Dr Tien Kheng Khoo from the Menzies Institute of Health Queensland discusses one of the growing concerns for Australia’s ageing population.
Parkinson’s disease (PD) is the second most common chronic neurodegenerative condition after Alzheimer’s disease and, like the latter, it has a predilection for the elderly.
At present, approximately 25 people are diagnosed with the disease every day with an estimated 50,000 individuals currently living with the condition in Australia.
With 15% of the Australian population 65 years and older, the prevalence of PD is expected to more than triple in two decades with changing Australian demographics that veer towards one of an ageing nation. In 2005, it was estimated the total economic cost of PD was $6.8 billion with the Australian Government bearing 40.5% of this cost and the remainder borne by state and territory governments, private insurance, patients and carers.3
This echoes the findings of the recent 2015 Intergenerational Report that urgently calls for a national plan for chronic disease management which underpins the importance of conditions such as PD. PD is often known by its cardinal clinical features of motor impairment, namely tremor, rigidity, slowness in initiating movement (bradykinesia) and postural instability that can lead to falls.
Neuropsychiatric symptoms
Besides motor symptoms, a myriad of non-motor symptoms that include neuropsychiatric symptoms such as anxiety and depression are known to frequently occur and tend to evolve throughout the course of disease with the majority of those with long-term PD eventually experiencing cognitive impairment to a degree severe enough to be deemed as dementia.
Many other non-motor symptoms associated with PD include gastrointestinal issues such as constipation and swallowing difficulties, sleep problems such as excessive daytime somnolence and disruption of normal sleep cycles, and many more.
Also of great importance is that many of these symptoms remain undeclared by patients and are not detected by treating clinicians. The resultant effect of symptom burden on quality of life can be significant and sufficient to cause disability and caregiver distress that is likely to translate to greater effects on the community. A concerted effort is required to address the issue of chronic diseases in Australia.
Using PD as an exemplar of a highly prevalent multisystem morbidity, appropriate priorities of management will include accurate diagnosis, expert review, treatment and follow-up as well as regular access to specialist nursing care, allied health therapists and palliative care.
Importantly, it has been shown that effective interprofessional practice can lead to better patient outcomes in the community, thus reducing inpatient hospital admissions. The importance of interprofessional education and practice has been duly recognised by the World Health Organisation Framework for Action on Interprofessional Education and Collaborative Practice 2010.
While the treatment of the individual should be prioritised, one must not forget the collective; stakeholders should explore the utility of cost efficient means to deliver effective healthcare. While this will best involve interprofessional practice, utilising technology such as telemedicine will allow for far-reaching input of healthcare even in rural communities though certain challenges to effective implementation will need to be overcome. In addition, synergistic opportunities should not be neglected.
Examples include charities such as Parkinson’s Australia that not only provide education and support to people with PD and their carers but also raise valuable funds that provide additional clinical care in the form of specialist nurses and support valuable research.
Research into conditions such as PD also present an opportunity for the nation’s growing education and biotechnology sector. The formation of effective research studies and research networks will help streamline processes to help overcome the shortfall in understanding this complex condition while potentially acting as a catalyst in numerous sectors that can seed and attract local and international talent. This structured approach is needed to remain competitive in a country with a relatively sparse population, thus replicating similar underlying principles already practised in more populous nations is likely to be advantageous in a process that inevitably involves discrete optimisation.

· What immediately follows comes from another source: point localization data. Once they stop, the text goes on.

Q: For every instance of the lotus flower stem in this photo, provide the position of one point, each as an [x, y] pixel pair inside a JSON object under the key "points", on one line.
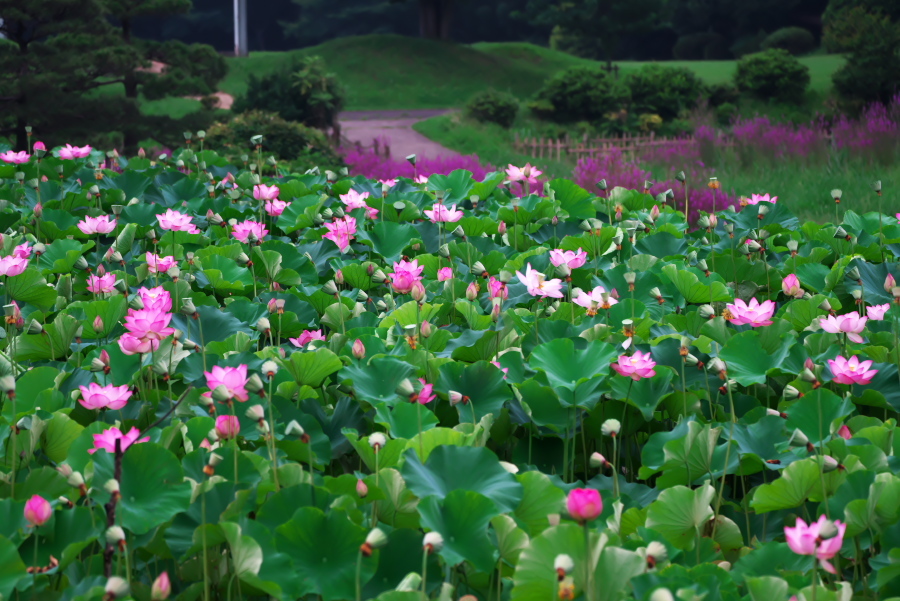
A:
{"points": [[15, 454], [203, 534], [588, 564], [272, 438], [425, 573], [358, 575], [822, 458]]}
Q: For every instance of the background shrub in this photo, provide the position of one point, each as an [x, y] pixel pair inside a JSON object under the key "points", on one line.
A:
{"points": [[492, 106], [795, 40], [772, 75], [287, 140], [700, 46], [305, 92], [662, 90], [579, 94]]}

At Griffith University’s School of Medicine, and the recently launched Menzies Health Institute Queensland, we are currently undertaking observational research in PD with a view to helping us determine key characteristics of disease and individual traits that contribute to disability and impaired wellbeing. With this knowledge, it is hoped we can better manage this condition that will only be increasingly common in Australia. During this process, we are engaging with local stakeholders that include clinicians, patient groups and charitable organisations, such as Parkinson’s Queensland.
While the saying “time and tide wait for no man” may be an inadvertent pun in PD with its slightly higher predisposition in males, it may also serve as a timely reminder that chronic diseases need to be prioritised in the Australian healthcare system. Relatively more advanced healthcare and research networks have been established in other developed nations such as Britain and Netherlands. Perhaps the time for us to plan for our future is now.